L’une des quatre statues du Monument :
Il était arrivé au 1er étranger il y a juste vingt ans. Quel chemin parcouru depuis ! Au propre comme au figuré. En vingt ans, le jeune capitaine au dossier déjà lourd de manifestations d’un caractère difficile, a participé brillamment à l’explosion coloniale de l’armée française aux quatre coins du monde, attachant son nom au souvenir des faits d’armes qui ont illustré la Légion en Afrique Noire, en Afrique du Nord, à Madagascar et au Tonkin. Sa personnalité abrupte le destinait tout particulièrement à commander une troupe aussi différente, dont la disponibilité et le dévouement permettaient de tout exiger et de tout obtenir.
Il ne faudrait pourtant pas croire à la lecture de ce rapide survol des vingt ans privilégiés de cette carrière exemplaire, que le colonel Brundsaux fut la seule figure remarquable parmi les cadres qui ont donné aux régiments étrangers la réputation justifiée qui faisait rechercher leur commandement aux généraux les plus célèbres et les plus glorieux de la geste de l’Empire.
Bien d’autres ont peiné sous les climats déprimants traversé des brousses impénétrées, connu fatigues, fièvres, sécheresses, marches harassantes, travaux sans mesure avec les moyens dérisoires qui étaient les leurs, affronté des faunes inconnues et des peuplades souvent fanatisées… Avec la seule satisfaction d’être fidèles au service de la Légion étrangère. Combien d’entre eux, à la fin d’un assaut meurtrier ou dans la surprise tragique d’une embuscade, sont tombés au milieu de leurs hommes, ou, comme le capitaine de Borelli assiégé dans Thuyen-Quang en 1885, ont dû leur vie au sacrifice d’un de leurs légionnaires mort à leur place…
Malgré tout, l’époque coloniale d’un Brundsaux reste le type même de celles de tous ces anonymes, et même son départ de la Légion ne l’y fit pas oublier.
Général de brigade en 1912, gouverneur militaire de la Corse (où, passager discret et économique d’un autobus public entre Ghisonaccia et Bonifacio, il fut aggressé à coups de pierres par quelques irrédentistes - déjà – qu’il se refusa d’ailleurs à faire poursuivre), il termina sa carrière active en 1916, à la tête de la 136ème Brigade d’infanterie sur le front de France. Il avait 16 ans.
Le 3à août 1929, à Paris, une Commission de réforme de cinq membres, après avoir examiné et ausculté ce sec et grand vieillard de 74 ans, décida qu’il n’avait pas droit à 10% de pension d’invalidité. Malgré le paludisme qui l’affectait encore, et les séquelles des horions et des fatigues de quarante-deux ans de service, vingt et un ans de campagnes et neuf guerres !

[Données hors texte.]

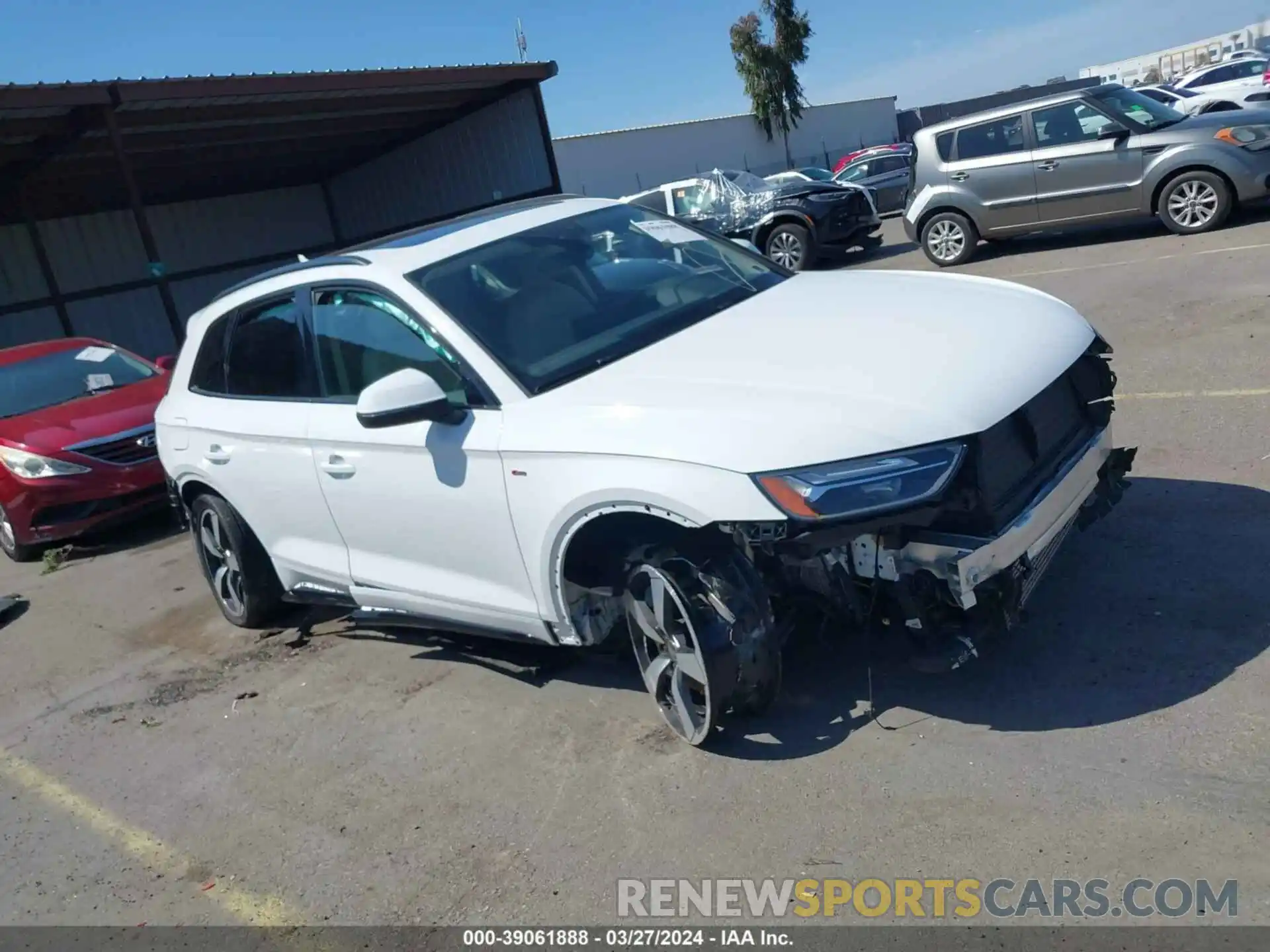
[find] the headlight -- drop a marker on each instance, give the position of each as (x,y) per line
(1251,138)
(872,484)
(31,466)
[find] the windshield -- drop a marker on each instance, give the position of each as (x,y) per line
(64,376)
(1138,110)
(558,301)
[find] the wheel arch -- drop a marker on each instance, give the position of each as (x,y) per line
(603,530)
(1173,175)
(786,216)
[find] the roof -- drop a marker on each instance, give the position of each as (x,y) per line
(709,118)
(1011,108)
(190,138)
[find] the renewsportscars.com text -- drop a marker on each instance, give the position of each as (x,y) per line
(927,898)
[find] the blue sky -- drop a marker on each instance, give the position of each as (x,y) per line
(621,63)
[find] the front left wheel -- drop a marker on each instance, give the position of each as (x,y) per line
(235,564)
(704,636)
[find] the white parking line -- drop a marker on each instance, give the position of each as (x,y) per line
(1137,260)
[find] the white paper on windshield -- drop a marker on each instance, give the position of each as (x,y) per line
(668,231)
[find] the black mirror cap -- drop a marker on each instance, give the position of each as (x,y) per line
(437,412)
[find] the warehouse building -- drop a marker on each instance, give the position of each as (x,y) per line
(127,206)
(624,161)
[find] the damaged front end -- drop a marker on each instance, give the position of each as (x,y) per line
(959,567)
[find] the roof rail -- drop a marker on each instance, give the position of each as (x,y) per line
(290,268)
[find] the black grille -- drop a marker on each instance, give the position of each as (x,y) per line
(1009,463)
(125,451)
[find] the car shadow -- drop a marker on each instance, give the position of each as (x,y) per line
(1151,607)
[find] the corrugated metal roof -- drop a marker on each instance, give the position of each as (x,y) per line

A peine plus d’un an après la mort du général Brundsaux, survenue le 2 janvier 1930 à Bois-Colombes, la Légion alors aux ordres du général Rollet fêtait le centenaire de sa création, à Sidi-Bel-Abbès. Des milliers d’invités, obscurs ou illustres, donnèrent à cet anniversaire un retentissement mondial.
Le clou des festivités fut l’inauguration du monument aux morts, que Rollet avait imaginé de faire ériger au cœur du Quartier Viénot, et dont l’image a depuis fait le tour du monde : il représente le globe terrestre, sur lequel s’inscrivent en or les territoires où la Légion s’est illustrée au cours de son premier centenaire : aux quatre coins du monument cerclé de lauriers, quatre statues de légionnaires montent une garde attentive. Piété du souvenir, l’une d’entre elles représente un colonial prêt à marcher ; casque, grande capote, havresac et cartouchières de poitrine, c’est le portrait exact du général Brundsaux, droit, fier, barbe déployée, modèle immuable de l’officier de Légion.